2. Industry-Specific Terminology:
Type:Personal AND {SearchList=FinancialTerms.txt}
Finds personal emails containing financial terms from your list.
3. Code Names in Corporate Investigations:
From:executive@company.com AND {SearchList=ProjectCodeNames.txt}
Searches for executive emails mentioning project code names.
4. Combining Multiple Lists:
Date>=2023 AND ({SearchList=SuspectEmails.txt}) AND ({SearchList=SensitiveKeywords.txt})
Combines lists of suspects and sensitive keywords, focusing on recent communications.
5. Exclusion List:
(trade secret OR confidential) AND NOT {SearchList=ExclusionTerms.txt}
Finds emails about trade secrets or confidential information, excluding certain terms.
By leveraging search lists effectively, forensics and eDiscovery professionals can create more flexible, maintainable, and powerful search strategies in Aid4Mail. This enhances the ability to efficiently process large volumes of email data and adapt to the specific needs of each investigation.
This is only a brief overview of what you can do with search lists. Please refer to the Aid4Mail User Guide to learn more.

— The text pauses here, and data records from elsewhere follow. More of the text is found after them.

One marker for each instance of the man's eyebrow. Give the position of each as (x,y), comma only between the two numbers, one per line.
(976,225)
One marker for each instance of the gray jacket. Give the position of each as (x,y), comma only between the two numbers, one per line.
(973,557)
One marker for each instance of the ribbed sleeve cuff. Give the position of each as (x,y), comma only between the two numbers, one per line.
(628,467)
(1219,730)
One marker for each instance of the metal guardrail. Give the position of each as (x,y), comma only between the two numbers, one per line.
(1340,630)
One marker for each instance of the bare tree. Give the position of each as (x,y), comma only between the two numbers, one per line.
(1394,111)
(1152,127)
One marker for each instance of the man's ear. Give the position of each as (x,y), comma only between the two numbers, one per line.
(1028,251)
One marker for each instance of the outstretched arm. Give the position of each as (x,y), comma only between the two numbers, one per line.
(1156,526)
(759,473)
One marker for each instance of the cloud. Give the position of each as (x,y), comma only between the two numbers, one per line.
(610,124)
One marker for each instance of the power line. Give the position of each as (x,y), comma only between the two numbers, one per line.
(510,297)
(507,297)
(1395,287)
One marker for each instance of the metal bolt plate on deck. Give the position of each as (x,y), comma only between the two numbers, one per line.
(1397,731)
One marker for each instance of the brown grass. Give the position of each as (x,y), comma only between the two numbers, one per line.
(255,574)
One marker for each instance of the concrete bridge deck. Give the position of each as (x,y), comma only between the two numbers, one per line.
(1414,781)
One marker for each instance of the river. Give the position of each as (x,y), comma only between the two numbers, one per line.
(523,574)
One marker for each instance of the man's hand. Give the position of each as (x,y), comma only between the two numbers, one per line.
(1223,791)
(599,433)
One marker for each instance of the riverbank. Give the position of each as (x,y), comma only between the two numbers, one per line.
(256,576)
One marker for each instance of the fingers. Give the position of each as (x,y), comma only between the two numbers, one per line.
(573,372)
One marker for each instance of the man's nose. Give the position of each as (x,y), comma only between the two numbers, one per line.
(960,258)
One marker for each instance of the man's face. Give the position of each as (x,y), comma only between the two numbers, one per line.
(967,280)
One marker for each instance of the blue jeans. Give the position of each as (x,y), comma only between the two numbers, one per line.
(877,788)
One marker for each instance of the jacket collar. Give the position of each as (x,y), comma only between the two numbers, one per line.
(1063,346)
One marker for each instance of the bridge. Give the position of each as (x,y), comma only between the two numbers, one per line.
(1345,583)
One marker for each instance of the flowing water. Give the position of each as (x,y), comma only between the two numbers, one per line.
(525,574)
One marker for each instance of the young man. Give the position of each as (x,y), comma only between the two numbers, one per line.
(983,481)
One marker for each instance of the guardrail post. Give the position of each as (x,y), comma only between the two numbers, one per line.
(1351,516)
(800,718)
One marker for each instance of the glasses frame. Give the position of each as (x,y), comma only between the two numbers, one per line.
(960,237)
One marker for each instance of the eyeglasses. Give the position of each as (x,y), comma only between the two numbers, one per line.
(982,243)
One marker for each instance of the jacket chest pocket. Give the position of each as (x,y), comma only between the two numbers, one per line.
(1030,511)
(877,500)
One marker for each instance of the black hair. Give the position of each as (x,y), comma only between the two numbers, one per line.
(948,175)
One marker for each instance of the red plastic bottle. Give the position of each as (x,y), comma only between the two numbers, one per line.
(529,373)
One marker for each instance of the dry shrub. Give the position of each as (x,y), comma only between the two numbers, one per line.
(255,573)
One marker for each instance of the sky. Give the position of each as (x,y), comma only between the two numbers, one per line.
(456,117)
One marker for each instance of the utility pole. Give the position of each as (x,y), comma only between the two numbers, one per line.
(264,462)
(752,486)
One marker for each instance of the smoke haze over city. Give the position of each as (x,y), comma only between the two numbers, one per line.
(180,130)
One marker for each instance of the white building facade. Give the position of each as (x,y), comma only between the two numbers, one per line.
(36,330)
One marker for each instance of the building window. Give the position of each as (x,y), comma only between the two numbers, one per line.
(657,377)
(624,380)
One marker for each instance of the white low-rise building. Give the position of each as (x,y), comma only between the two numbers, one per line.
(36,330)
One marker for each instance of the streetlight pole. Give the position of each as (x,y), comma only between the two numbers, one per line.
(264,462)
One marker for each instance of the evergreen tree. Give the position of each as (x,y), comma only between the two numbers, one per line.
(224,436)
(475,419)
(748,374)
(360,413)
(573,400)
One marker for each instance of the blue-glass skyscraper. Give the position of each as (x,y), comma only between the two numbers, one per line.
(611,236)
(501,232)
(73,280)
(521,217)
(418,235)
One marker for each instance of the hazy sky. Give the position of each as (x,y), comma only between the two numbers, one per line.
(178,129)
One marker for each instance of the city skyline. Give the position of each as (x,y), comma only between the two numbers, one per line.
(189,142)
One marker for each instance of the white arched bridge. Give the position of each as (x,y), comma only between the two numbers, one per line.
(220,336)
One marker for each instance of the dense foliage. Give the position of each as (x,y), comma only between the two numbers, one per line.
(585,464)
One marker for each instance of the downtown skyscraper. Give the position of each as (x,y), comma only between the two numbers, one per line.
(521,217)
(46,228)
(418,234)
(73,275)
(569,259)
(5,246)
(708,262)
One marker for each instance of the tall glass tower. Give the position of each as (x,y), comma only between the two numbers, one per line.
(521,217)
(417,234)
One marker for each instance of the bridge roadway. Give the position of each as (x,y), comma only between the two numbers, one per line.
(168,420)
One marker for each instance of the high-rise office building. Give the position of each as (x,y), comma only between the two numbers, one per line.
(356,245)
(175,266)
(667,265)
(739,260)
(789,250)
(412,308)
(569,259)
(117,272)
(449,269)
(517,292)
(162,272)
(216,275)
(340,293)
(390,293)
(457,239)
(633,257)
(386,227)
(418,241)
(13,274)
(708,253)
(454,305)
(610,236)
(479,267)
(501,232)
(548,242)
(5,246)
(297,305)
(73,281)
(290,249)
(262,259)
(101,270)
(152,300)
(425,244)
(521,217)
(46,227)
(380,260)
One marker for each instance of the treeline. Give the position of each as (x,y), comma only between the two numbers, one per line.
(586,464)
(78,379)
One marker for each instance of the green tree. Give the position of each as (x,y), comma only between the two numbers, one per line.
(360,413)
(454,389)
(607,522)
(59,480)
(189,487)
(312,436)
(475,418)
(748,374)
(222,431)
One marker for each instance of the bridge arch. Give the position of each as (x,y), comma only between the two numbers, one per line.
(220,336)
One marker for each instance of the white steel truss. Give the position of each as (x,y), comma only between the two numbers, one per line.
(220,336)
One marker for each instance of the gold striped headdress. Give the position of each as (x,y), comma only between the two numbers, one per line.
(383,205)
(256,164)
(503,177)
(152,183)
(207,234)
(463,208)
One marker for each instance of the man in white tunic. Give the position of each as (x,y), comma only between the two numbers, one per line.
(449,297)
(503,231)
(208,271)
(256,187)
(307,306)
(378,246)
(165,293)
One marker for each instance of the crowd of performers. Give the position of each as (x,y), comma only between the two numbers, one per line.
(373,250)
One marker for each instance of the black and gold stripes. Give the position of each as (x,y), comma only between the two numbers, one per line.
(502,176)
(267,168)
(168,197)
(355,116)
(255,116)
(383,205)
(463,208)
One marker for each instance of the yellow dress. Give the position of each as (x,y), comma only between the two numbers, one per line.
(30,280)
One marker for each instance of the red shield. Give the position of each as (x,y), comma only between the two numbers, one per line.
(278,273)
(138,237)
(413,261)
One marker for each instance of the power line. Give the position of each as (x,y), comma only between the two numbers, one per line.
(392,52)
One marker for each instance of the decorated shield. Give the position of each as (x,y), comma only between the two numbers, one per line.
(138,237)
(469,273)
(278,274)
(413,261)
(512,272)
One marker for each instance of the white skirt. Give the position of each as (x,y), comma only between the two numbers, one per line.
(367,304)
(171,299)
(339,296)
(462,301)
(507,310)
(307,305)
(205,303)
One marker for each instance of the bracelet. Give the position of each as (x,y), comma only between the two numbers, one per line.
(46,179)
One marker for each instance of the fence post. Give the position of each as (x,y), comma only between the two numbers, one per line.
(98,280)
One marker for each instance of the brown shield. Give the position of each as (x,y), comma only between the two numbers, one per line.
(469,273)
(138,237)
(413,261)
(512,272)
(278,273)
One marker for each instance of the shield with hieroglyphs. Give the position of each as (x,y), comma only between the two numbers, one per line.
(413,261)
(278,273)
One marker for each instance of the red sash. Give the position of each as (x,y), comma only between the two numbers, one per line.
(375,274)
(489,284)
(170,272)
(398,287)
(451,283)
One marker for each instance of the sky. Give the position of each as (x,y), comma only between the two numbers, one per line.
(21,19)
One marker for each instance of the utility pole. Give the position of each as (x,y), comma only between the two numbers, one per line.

1. Query Structure: For optimal results, structure your search queries in the following order.
a. Start with date restrictions (Date:, Received:, Newer_than:, etc.) and folder restrictions (In:, Label:, FolderName:).
b. Follow with metadata filters (Is:Replied, Type:Personal, -Type:Duplicate).
c. Then header field searches (From:, To:, Subject:).
d. Next, whole-header and message-body searches (Header:, SenderMessage:, Message:).
e. Finally, broad searches that include the contents of attachments.
Note that you should always place broad content searches, especially those using proximity operators, last.
Example:
Date>=2023-01-01 AND Date<=2023-12-31 AND Type:Personal AND NOT Type:Duplicate AND From:executive@company.com AND (confidential<10>project)
2. Use Folder Filters: If you’re only interested in specific folders, use folder filters early in your query to reduce the dataset.
3. Leverage Search Lists: For complex investigations with many search terms, use search lists to manage your queries more efficiently.
4. Incremental Searching: Start with broader searches and progressively narrow down results, especially in large datasets.
1. Segmented Approach: For extremely large datasets, consider breaking your search into segments (e.g., by date ranges or sender domains).
2. Use of Exclusions: Sometimes it’s more efficient to exclude irrelevant data first before searching for relevant content.
Example:
NOT Type:Newsletter AND NOT From:*@marketing.com AND (confidential OR proprietary)
3. Deduplication: Always consider using NOT Type:Duplicate to eliminate redundant data, unless you specifically need to examine duplicates.
1. Custodian Focus: Use the From: and To: operators effectively to focus on key custodians.
Example:
(From:custodian1@company.com OR To:custodian1@company.com) AND Subject:(contract OR agreement)
2. Privileged Content: Develop robust search lists for identifying potentially privileged content early in the process.
3. Date Ranges: Be precise with date ranges to align with the scope of discovery requests.
4. Iterative Process: Work closely with legal teams to refine searches based on initial results and emerging case strategy.
By following these best practices and tips, forensics and eDiscovery professionals can maximize the effectiveness of their Aid4Mail searches, ensuring more thorough, efficient, and defensible investigations. Remember that the key to successful email analysis often lies in the iterative refinement of search strategies based on initial findings and evolving case requirements.
This article has provided an overview of the most important elements of Aid4Mail’s filter syntax. But there’s much more, including powerful, time-saving features like native pre-acquisition filtering. For full details, please refer to the Aid4Mail User Guide.